At the same time, we're always listening to our customers and looking at where the space is growing, where the innovation is, and we're proactively also building features to support the latest and greatest in the space.

[0:18:04] JMC: Talking about models, one thing that I have realized, and I'm not necessarily in your position, listening to customers. But it's quite obvious from a user perspective like an individual user, but I'm sure that the corporations and all the AWS clients are asking. It is confusing right now what model to pick. Not necessarily confusing. It's not easy. So, I think that you've also announced a feature of SageMaker, a new feature, that will help users of sage maker pick the right model for them, right?

[0:18:33] AM: Yes. So, we've announced Foundation Model Evaluations as part of SageMaker Clarify. So, our customers told us that the choice of models, like you mentioned, is increasing. Also, when you change these models by, let's say, fine-tuning them, the modeled characteristics can change. So, how do customers figure out what's the best model to use when and for which use case, right?
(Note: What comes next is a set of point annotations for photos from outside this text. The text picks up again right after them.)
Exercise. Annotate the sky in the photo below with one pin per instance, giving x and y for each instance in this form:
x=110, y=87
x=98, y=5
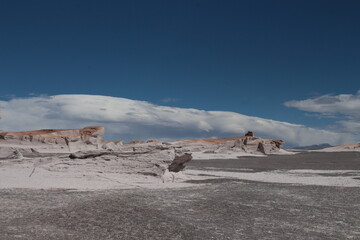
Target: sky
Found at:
x=289, y=62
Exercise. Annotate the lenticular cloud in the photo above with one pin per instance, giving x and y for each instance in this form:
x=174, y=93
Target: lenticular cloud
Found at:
x=130, y=119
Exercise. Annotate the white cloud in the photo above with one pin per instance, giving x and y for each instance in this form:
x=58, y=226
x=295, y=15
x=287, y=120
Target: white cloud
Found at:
x=129, y=119
x=343, y=106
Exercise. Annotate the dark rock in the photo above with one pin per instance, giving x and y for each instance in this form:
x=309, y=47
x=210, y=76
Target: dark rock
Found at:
x=249, y=134
x=178, y=163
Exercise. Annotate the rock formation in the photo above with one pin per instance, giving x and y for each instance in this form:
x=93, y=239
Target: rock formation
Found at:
x=70, y=140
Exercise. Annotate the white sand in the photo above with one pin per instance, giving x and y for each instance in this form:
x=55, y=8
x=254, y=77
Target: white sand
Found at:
x=304, y=177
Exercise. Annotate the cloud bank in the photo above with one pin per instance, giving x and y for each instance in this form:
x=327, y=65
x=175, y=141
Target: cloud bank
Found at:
x=130, y=119
x=345, y=107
[0:19:01] JMC: That is difficult.

[0:19:02] AM: It is difficult, and some of the public benchmarks that are available for some of the pre-trained models, they are sometimes too academic in nature. They don't always reflect, they're not representative of your use case, right? The data that you may put into the model. So, we work backwards from this problem that our customers were facing, and we've launched this new capability. So, the way this works is that you can pick any model, either one of the pre-built models within the discoverable within SageMaker, or any other model, and you can select the dimensions along which you want to evaluate these models. So, this can be things like accuracy, toxicity, bias, semantic robustness, et cetera. Then, you can either use built-in public prompt datasets to evaluate these models, or you can provide your own prompt data set.

So, for example, if you think that the application that will use these models is going to provide unique input, that is not captured by other public datasets, then you can provide your own prompt datasets. Then, this capability then automatically runs evaluations with those prompt datasets for those dimensions, for these models, and then generates a comprehensive model evaluation report that you can refer to, and that will show you how the model performed on each of those dimensions. It'll show you what were the prompts for which the score was the lowest. Then, that can help you select the model that you want to use.

In fact, there are also things that are hard to evaluate automatically. So, for example, if you're building a chatbot, you may want the chatbot to be more friendly, or less friendly. You may care about the tone, or some other creative aspects of the model. So, these things are hard to evaluate automatically. This capability also now supports human evaluations, which is powered by SageMaker Ground Truth, which is an existing SageMaker capability for human in the loop machine learning. So, you can provide instructions for how the output of the model should be evaluated, and you can either provide your own workforce that can use SageMaker Ground Truth tools to provide feedback and create this evaluation report. Or you can also use a manage workforce option that SageMaker Ground Truth provides, where you don't have to even bring people to provide feedback. SageMaker handles that, automatically.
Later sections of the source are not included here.